CINQUECENTO AGENTI IN AZIONE - In alcuni casi i professori erano pubblici ufficiali in quanto componenti di diverse commissioni nazionali nominate dal Ministero dell'Istruzione, Università e Ricerca. Sono oltre cinquecento gli uomini delle Fiamme Gialle che sono entrati in azione in tutto lo Stivale. Sulla misura cautelare da applicare ad altri sette professori, il Gip si è riservato di decidere dopo gli interrogatori. Le indagini sono state svolte in particolare dal Nucleo di Polizia Tributaria della Guardia di Finanza di Firenze.
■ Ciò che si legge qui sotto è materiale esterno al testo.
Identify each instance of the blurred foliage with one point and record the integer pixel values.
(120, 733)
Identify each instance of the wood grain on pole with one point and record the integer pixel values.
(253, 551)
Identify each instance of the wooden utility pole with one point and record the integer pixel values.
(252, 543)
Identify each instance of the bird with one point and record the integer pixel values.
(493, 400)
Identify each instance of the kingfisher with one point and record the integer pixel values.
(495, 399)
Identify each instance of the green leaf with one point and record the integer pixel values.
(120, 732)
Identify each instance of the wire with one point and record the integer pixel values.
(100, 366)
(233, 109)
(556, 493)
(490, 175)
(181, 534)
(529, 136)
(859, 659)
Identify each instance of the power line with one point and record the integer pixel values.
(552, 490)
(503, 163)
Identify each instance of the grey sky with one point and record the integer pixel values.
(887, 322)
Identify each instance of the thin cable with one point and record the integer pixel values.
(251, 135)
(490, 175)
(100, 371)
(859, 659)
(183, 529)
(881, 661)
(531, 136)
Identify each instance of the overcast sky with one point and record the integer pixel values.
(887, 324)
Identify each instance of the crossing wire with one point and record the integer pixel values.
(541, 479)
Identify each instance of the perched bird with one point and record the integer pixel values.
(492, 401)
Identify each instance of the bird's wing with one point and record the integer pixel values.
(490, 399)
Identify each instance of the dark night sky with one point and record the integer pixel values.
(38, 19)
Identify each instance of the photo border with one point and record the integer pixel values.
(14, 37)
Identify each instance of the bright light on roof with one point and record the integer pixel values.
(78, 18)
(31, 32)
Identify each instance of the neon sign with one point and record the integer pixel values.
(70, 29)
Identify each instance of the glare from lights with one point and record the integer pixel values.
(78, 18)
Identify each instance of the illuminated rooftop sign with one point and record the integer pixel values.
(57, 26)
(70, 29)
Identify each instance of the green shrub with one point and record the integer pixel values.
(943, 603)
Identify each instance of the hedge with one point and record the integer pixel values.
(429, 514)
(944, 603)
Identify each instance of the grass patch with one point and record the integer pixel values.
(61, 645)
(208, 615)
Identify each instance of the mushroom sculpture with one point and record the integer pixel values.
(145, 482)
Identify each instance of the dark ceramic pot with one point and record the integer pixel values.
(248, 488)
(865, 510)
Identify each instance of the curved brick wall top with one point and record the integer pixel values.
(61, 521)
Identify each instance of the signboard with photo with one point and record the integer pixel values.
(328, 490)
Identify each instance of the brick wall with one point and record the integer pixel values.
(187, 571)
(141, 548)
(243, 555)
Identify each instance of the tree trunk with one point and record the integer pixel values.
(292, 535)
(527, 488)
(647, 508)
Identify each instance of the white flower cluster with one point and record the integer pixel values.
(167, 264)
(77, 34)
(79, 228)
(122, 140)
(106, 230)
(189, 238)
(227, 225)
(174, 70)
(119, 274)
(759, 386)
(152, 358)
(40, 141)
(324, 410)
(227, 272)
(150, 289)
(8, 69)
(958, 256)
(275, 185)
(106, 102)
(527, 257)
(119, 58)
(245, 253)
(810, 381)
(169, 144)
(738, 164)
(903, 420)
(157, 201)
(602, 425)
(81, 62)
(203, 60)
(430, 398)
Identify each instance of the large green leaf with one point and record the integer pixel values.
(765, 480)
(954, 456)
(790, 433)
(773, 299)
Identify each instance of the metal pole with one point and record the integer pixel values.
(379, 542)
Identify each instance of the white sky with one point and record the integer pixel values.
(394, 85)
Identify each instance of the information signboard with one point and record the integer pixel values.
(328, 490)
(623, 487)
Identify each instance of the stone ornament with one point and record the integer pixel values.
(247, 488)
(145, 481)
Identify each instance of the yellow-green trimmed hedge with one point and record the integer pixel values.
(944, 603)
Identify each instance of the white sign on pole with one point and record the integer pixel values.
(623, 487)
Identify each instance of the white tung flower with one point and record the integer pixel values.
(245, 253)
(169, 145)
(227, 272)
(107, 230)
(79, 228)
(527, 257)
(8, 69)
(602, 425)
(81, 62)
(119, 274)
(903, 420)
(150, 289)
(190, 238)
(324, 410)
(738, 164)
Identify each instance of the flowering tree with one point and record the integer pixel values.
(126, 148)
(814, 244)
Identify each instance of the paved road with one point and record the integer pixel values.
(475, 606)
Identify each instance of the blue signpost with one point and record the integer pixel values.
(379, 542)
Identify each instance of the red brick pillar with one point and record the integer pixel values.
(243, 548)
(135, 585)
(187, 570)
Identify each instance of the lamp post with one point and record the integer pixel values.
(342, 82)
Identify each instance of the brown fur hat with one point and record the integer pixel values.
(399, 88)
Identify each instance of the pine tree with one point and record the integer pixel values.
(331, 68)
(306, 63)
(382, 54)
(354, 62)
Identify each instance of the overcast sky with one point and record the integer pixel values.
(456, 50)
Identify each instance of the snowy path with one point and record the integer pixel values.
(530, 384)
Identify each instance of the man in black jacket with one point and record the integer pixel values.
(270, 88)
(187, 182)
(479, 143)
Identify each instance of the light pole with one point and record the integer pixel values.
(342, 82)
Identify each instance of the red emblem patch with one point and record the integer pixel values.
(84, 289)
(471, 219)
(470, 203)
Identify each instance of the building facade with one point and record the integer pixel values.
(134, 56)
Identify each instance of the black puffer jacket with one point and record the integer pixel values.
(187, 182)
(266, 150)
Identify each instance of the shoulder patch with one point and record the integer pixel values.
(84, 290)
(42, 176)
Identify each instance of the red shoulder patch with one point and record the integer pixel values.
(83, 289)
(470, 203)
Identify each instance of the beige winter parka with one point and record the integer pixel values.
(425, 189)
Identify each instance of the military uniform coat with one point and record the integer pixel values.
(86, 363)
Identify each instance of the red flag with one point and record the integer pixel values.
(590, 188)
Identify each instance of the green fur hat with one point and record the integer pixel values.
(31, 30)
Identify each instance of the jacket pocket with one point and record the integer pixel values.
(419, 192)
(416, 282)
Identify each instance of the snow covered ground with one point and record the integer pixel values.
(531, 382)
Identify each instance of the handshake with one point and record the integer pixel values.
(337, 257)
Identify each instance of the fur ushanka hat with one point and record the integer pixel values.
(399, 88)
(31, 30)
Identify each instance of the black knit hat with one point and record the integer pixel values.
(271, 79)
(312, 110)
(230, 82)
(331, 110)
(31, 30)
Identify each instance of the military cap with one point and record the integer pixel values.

Le indagini sono state coordinate dal procuratore aggiunto Luca Turco e dal sostituto Paolo Barlucchi.

PRESUNTE PRESSIONI SU UN RICERCATORE - L'attività investigativa ha preso le mosse dal tentativo di alcuni professori universitari di indurre un ricercatore universitario, candidato al concorso per l'Abilitazione Scientifica Nazionale all'insegnamento nel settore del "diritto tributario", a "ritirare" la propria domanda, allo scopo di favorire un terzo soggetto in possesso di un profilo curriculare notevolmente inferiore, promettendogli che si sarebbero adoperati con la competente Commissione giudicatrice per la sua abilitazione in una successiva tornata.

"DA ANNI DENUNCIO QUESTO" - "Sono anni che grido contro il marciume che alligna nei nostri atenei, sono anni che scrivo a ministri, capi di governo, papi, 'imperatori del libero pensiero' e loro lacche' in livrea, per raccontare la storia di mio figlio, di tutti i Norman d'Italia". Lo dice il giornalista Claudio Zarcone, padre di Norman, il dottorando di ricerca in Filosofia, al suo terzo e ultimo anno di dottorato (senza borsa) dopo due lauree con lode, che nel settembre 2010 si lanciò dal settimo piano della facoltà di Lettere a Palermo, denunciando le 'baronie' universitarie, i trucchi e le chiusure del sistema, l'assenza di futuro. "Troppe commistioni fra rettori e politica - prosegue - fra docenti e politica, fra baroni e centri di potere statuali; troppi colletti bianchi in lizza per uno scanno di Palazzo. La chiamata alle armi tra i componenti della commissione giudicante, a Firenze, come a Bari, Roma, Foggia, Palermo, non è invenzione odierna".

IL RETTORE DELL'UNIVERSITA' DI FIRENZE -  "Prendo atto dell'inchiesta avviata dalla Procura della Repubblica di Firenze -  afferma il rettore dell'Università di Firenze, Luigi Dei -  che riguarda il concorso nazionale per l'abilitazione scientifica universitaria all'insegnamento nel settore del diritto tributario e del fatto che, nell'ambito di tale inchiesta, risulta indagato anche un professore dell'Università di Firenze. Notizie come questa feriscono per prima la comunità universitaria e gettano un'ombra sul lavoro e sull'impegno di tanti docenti e ricercatori e, in generale, sulla stessa Università italiana. Ho fiducia che la magistratura faccia al più presto luce sull'accaduto e accerti le responsabilità personali".